Between 2012 and 2016, a total of 14 patients in Massachusetts with a history of substance use had an acute anterograde amnestic syndrome that lasted for months (or longer in some patients); this amnestic syndrome was characterized by a hyperintense signal involving both hippocampi on magnetic resonance imaging diffusion-weighted sequences.

The patients were also variably observed to have deficits in other cognitive domains, including orientation and attention. Thirteen of these 14 patients had a positive toxicologic test for opioids or had a history of opioid use, but none underwent testing for synthetic opioids such as fentanyl.

Although synthetic opioids are currently often combined with heroin, they are not typically identified on routine assays for morphine, heroin metabolites, or oxycodone.

This amnestic syndrome also occurred in a patient who overdosed in Maryland and was ultimately transferred to a tertiary care center in West Virginia, where the case was reported; this patient had a history of heroin use and tested positive for norfentanyl and cocaine. 

 Researchers report four additional cases in patients (age range, 28 to 37 years) who had a history of heroin use and presented with this acute amnestic syndrome in Massachusetts in 2017.

Confirmatory toxicologic tests in all four patients were positive for fentanyl and its metabolite norfentanyl in either urine (three patients; range of fentanyl level, 1.8 to >200 ng per milliliter) or serum (one patient; fentanyl level, 1.87 ng per milliliter).

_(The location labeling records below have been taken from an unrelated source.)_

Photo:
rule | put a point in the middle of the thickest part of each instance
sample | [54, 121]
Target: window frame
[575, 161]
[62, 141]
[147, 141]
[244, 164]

These patients were not known to have used fentanyl. 

Routine screening immunoassays for opiates in the urine were negative in three patients, but an immunoassay was positive in the fourth after the patient received morphine in the hospital. The urine immunoassay for the heroin metabolite 6-monoacetylmorphine was negative in this fourth patient.

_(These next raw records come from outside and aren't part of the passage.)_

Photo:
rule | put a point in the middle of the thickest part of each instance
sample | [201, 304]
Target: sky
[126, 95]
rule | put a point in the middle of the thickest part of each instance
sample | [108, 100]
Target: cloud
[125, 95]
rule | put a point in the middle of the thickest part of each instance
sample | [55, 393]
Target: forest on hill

In one patient, a routine urine toxicologic screening test was also positive for cocaine, benzodiazepines, and amphetamines, and a confirmatory urine test was positive for a metabolite of buprenorphine. However, expanded confirmatory testing panels for fentanyl analogs (synthetic opioids structurally similar to fentanyl) and “designer” opioids in the urine and serum of this patient were negative.

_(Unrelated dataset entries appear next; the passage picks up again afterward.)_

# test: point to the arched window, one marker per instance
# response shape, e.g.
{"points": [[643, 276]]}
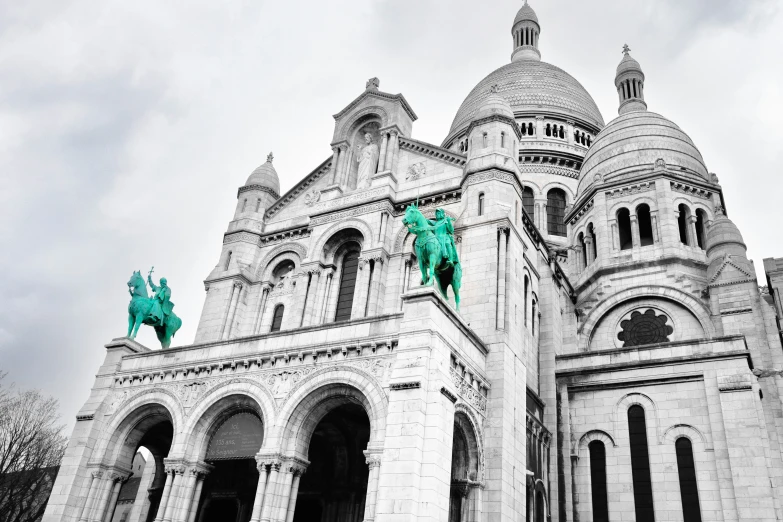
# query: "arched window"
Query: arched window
{"points": [[347, 286], [645, 224], [682, 222], [598, 481], [624, 228], [528, 200], [700, 228], [555, 212], [689, 492], [277, 318], [640, 465]]}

Interpretation of the cause of the amnestic syndrome was limited by the drugs for which testing was performed. Another unidentified drug, adulterant, or contaminant cannot be excluded as a cause of the amnestic syndrome.

However, the presence of fentanyl in the four additional patients described here strengthens an association of fentanyl with Acute amnestic syndrome, and fentanyl was the only drug detected in two of the four patients. We may be observing this syndrome now because of the increasing presence of fentanyl in the supply of illicit drugs.

Potential mechanisms of fentanyl-related hippocampal injury include cerebral ischemia or hypoxemia as a result of overdose or excitotoxicity since fentanyl. Expanded toxicologic screening for fentanyl and its analogs should be considered in patients with a history of substance use who present with this amnestic syndrome.